My friend makes a mix of Listerine, vinegar, and water. In a 64 oz bottle he mixes 1/5 Listerine, 1/5 vinegar, and then the rest is water. It smells awful but it works amazing. He is the only guy out at the stable that doesn't have serious fly problems! Mostly everybody else buys spray at the store pre-made and it doesn't work worth crap, as Joe already said. 

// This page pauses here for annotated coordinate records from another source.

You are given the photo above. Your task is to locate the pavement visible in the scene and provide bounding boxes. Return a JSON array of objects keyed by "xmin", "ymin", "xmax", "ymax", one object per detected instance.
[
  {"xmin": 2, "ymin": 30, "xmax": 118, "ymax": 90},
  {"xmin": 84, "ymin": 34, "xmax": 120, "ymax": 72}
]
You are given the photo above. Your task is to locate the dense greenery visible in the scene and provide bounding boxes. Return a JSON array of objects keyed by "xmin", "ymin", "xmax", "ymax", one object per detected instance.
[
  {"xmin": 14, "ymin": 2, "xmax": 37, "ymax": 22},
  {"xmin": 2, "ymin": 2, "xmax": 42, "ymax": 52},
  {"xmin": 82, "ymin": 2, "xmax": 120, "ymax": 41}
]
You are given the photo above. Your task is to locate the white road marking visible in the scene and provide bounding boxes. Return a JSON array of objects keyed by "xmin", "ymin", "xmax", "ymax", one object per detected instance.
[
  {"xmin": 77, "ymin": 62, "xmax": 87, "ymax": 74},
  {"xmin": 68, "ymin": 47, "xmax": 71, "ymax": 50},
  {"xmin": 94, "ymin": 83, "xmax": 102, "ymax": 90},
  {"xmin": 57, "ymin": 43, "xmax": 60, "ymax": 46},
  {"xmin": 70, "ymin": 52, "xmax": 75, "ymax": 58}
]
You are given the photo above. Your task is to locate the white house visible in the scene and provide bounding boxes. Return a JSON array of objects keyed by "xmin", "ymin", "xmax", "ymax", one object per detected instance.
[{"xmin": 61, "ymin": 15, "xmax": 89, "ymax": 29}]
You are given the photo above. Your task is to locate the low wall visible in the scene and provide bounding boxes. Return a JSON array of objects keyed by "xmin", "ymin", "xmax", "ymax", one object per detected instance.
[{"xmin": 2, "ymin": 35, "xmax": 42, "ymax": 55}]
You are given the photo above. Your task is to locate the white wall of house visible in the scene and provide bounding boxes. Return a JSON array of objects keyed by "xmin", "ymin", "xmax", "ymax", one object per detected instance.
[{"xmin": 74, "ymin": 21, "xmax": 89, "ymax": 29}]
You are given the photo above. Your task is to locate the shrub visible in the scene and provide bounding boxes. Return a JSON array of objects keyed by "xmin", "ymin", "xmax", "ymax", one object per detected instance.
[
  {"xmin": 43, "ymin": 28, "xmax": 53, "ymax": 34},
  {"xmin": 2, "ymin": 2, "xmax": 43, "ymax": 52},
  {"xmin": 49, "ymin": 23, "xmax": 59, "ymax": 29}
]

Fun fact: Did you know that marigold flowers repel flies? This is why a lot of stables use marigolds to set in pots outside of stable doors. They just don't have a wide radius of repellent. They look pretty though too


----------



## chandra1313 (Jul 12, 2011)

cowgirl928 said:


> My friend makes a mix of Listerine, vinegar, and water. In a 64 oz bottle he mixes 1/5 Listerine, 1/5 vinegar, and then the rest is water. It smells awful but it works amazing. He is the only guy out at the stable that doesn't have serious fly problems! Mostly everybody else buys spray at the store pre-made and it doesn't work worth crap, as Joe already said.
> 
> Fun fact: Did you know that marigold flowers repel flies? This is why a lot of stables use marigolds to set in pots outside of stable doors. They just don't have a wide radius of repellent. They look pretty though too


 
Pyrethum, think I spelled it right is in a lot of insect repellents which is found in marigolds. My mamow always planted marigolds to repel bugs from her garden. 

I use vinegar, water and skin so soft from avon. At first it smells bad in the bottle but once its on the horse you only smell the skin so soft. I've done the garlic this spring for tics, had a bad outbreak of them until my guineas got control of the tick population. It seemed to work.


----------



## juliann95 (Apr 30, 2012)

Apple Cider Vinegar :]


----------



## Jerseycowgirl (May 20, 2012)

I find white vinegar has become my best friend. I plan on trying these homemade recipes.


----------



## AmazinCaucasian (Dec 10, 2010)

I use:

1 part water 
1 part Avon skin-so-soft
1 part Dawn dishwashing soap
1 part Vinegar 

(you can substitute mineral oil for skin-so-soft)

Any time you try a homemade fly spray, use caution on white-skinned horses, they're more sensitive


----------